Dutch version
Data lakehouses are the talk in many organizations. Few, however, are running them confidently in production. We asked our Databricks Champion - Jacob Nurup - what actually works: how to hit parity first, raise productivity next, and keep resilience always, without blowing up governance or cost.
What's your advice for teams starting their data lakehouse journey?
Don't try to boil the ocean. Start with one high-value domain where success is measurable, maybe a critical operational dashboard or a key data product feeding downstream systems. Establish your three non-negotiables: platform guard rails, governed reuse, and CI/CD. Prove parity with your existing outputs. Then ship something real in weeks, not quarters.
Build momentum through quick wins but never compromise on governance or testing. The teams that succeed are the ones who resist the temptation to cut corners early on. Those corners become technical debt that slows you down later. Set the right foundation, one operating model, shared patterns, automated quality checks, and you can scale confidently. That's how you go from pilot to platform.
When does a data lakehouse stop being architecture and start being run-ready?

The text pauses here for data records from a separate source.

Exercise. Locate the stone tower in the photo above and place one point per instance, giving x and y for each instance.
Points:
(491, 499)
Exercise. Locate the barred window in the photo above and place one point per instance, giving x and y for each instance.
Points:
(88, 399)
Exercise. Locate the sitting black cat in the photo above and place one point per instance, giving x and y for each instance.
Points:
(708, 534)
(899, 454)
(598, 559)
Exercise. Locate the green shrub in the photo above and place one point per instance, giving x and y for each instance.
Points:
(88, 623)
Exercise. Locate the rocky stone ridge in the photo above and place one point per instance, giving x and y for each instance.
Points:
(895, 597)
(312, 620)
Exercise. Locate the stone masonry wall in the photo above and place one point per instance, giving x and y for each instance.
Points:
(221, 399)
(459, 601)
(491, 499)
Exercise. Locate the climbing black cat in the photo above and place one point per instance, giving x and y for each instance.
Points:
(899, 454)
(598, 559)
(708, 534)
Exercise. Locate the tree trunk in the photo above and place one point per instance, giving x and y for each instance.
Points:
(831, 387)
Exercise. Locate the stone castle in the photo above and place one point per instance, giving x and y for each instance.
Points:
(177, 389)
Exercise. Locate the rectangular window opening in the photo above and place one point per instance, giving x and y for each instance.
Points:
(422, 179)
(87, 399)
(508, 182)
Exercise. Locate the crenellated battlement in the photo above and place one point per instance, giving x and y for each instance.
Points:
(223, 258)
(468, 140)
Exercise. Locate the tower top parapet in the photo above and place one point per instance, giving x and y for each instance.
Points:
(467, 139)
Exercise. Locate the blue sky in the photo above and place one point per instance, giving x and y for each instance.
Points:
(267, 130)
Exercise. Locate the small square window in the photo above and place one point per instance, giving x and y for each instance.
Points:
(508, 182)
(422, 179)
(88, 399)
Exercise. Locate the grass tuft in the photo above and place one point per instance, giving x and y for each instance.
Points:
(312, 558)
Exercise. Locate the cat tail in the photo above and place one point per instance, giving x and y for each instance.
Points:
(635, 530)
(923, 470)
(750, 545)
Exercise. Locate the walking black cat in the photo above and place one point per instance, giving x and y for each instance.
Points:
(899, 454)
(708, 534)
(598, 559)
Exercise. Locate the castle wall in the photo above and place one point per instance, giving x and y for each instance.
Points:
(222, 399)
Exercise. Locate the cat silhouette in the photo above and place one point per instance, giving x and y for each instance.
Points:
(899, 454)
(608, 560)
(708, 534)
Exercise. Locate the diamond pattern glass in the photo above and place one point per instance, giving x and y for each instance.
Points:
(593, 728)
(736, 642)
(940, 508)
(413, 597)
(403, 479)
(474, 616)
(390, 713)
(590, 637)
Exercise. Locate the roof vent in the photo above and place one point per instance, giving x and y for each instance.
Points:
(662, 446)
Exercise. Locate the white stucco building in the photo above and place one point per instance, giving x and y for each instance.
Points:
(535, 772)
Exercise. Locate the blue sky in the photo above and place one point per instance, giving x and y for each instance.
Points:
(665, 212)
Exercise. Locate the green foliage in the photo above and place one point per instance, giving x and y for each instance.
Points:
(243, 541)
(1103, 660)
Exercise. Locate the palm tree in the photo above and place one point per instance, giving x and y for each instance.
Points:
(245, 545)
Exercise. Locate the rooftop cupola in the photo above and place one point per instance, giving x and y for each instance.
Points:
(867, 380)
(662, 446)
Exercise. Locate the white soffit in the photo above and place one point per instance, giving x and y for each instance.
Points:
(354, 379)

The moment parity - compared to the data warehouse - is real: same numbers, same or better SLAs, same controls. For instance, during client a project at a pension services provider, we spent the first phase proving equivalence, reconciling data between the old warehouse and new lakehouse, validating performance, and replicating access patterns and lineage. We put everything - pipelines, service endpoints, governance - on one operating model so policies, secrets, identity, and change control behave the same way everywhere. That's your stable floor. Only after we proved parity did we start optimizing for speed and new capabilities. Without that foundation, you're building on sand.
What are the three non-negotiables you standardize first?
First, platform guard rails:
- Delta Lake patterns for bronze-silver-gold layers.
- Azure Data Factory and Databricks Workflows for orchestration.
- Unity Catalog as the single source of truth for access and lineage.
Everything flows through these rails, no custom pipelines that bypass governance.
Second, governed reuse: data contracts between layers, shared feature tables, and curated components in a central repository. When we're building AI agents or an MDM solution, teams pull approved patterns instead of starting from scratch. This cuts delivery time dramatically.
Third, CI/CD as the only path to production for both pipelines and services. Automated testing, approval gates, and non-regression checks by default. No manual deployments, no "we'll add tests later." This discipline is what lets you scale without breaking things.
How do you get from legacy data warehouse to first outcomes fast?
Pick one domain and prove the pattern end-to-end. When we migrated to a new platform at the pension services provider, we didn't try to lift-and-shift everything at once. We selected a few critical data feeds, established the bronze-silver-gold flow, reconciled outputs to the required tolerance levels, and delivered working dashboards and APIs. The key was automated testing; we validated transformations at every step to catch issues early.
Once the first domain is live and proven, the second and third move much faster because the patterns, pipelines, and governance are already in place. We've demonstrated migrations of roughly 350 feeds in about six months with under 2% major UAT anomalies using this approach. The secret is starting small, proving value quick, and then replicating what works.
What keeps the platform safe and affordable as you scale?
Treat resilience and costs like safety properties, not nice-to-haves. We define SLOs for every critical job, implement unified observability with dashboards monitoring job health, data quality, and platform performance. Disaster recovery isn't an afterthought; it's tested regularly.
On the cost side, FinOps is built in from day one: right-sizing clusters, auto-termination policies, spending quotas, and unit-cost budgets per workload. Unity Catalog enforces access policies as code, so governance scales without manual overhead.
The result? Fewer false positives in risk and compliance checks, thousands of operational hours saved, and predictable monthly spend, these guardrails were essential as we scaled from initial deployment to hundreds of production workloads.
Where do Databricks components fit without creating lock-in?
Databricks provides a cohesion layer, not handcuffs:
- Delta Lake standardizes our storage format open, performant, and compatible with any compute engine.
- Delta Live Tables (now Lakeflow Declarative Pipelines) and Workflows give us reliable orchestration with automatic retries and quality checks.
- Unity Catalog proves who accessed what data and why critical for audit and compliance.
- MLflow makes model deployment auditable and repeatable, from experimentation through production monitoring.
Because it's an open Lakehouse, you're not locked in. We regularly connect Power BI, external APIs, and other tools to the same Delta tables. You can reuse what works from your existing warehouse, star schemas, materialized views, BI reports and refactor only when there's clear value. At the same time, you can layer in domain-specific IP for financial crime detection, document processing, pricing optimization, or SRE operations. The platform adapts to your needs rather than forcing you into rigid patterns.